How is immune senescence characterised? Does age have a general or specific effect on immune responses against viruses?
Prof. Osterhaus | Prof. Rimmelzwaan
What is this research project about?
It is known that during aging, the functionality of the immune system declines. As a result, elderly persons are more prone to develop cancers and are more susceptible to infection with viral, bacterial and parasitic pathogens. Examples are the increased susceptibility to infections with influenza viruses and Respiratory Syncytial Virus (RSV) that can cause severe respiratory disease. Another consequence of the reduced function of the immune system is that elderly persons do not respond to vaccination as well as younger individuals. Therefore, the influenza vaccine effectiveness in the elderly is suboptimal. A better understanding of the mechanisms of reduced responsiveness to infection or vaccination and immune control over persistent infections (also known as immunosenescence), like those caused by Varicella Zoster Virus (VZV) and of the defects of the elements that compose the immune system may aid the development of better intervention strategies and improved vaccines. Here our main interest is immunity to virus infections in individuals with different levels of immune-senescence.

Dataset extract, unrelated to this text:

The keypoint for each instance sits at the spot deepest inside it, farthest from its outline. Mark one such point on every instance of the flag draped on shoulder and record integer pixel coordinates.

What’s the current status?
The immune system is composed of various components and cells. In addition to components that respond to virus infection and vaccination in a non-specific way, cells of the adaptive immune system recognize their targets in a virus-specific way. The adaptive immune system against virus infections consists of virus specific B and T lymphocytes. B cells produce antibodies that can e.g. neutralize virus and prevent infection whereas T cells either regulate specific responses of B cells and T cells with other effector mechanisms. Upon stimulation T cells proliferate and acquire effector functions, that include production of cytokines and/or exertion of lytic and other control activities against virus-infected cells. Also memory cells are formed which lead to recall responses upon repeated encounters with the same or closely reated viruses. Immunosenescence may be related to failure to exert the effector functions of (memory) T cells properly. Identification of these defects as biomarkers for immunosenescence during aging will provide a lead towards improved anti-viral T cell function in the elderly.
How do we get there?
Using peripheral blood mononuclear cells obtained from cohorts of study subjects of various ages (young and older adults) and study subjects with or without episodes of VZV, T cell immunity and the presence of antibodies to RSV, influenza virus and VZV will be assessed. We will be using the Zoster cohort and age-matched control subjects from the RESIST cohort with citizens from Hannover to study immunity to other (respiratory) viruses. Specifically, we will study the functional properties of the virus specific T cells by determining their frequencies, their capacity to proliferate, produce cytokines and exert lytic activity. Comparing the T cell function of the respective study groups and virus specificities will teach us whether signs of immune-senescence are virus specific or more generic, which might shed light on the overall increased susceptibility to virus infection and reactivation of VZV due to reduced immune control.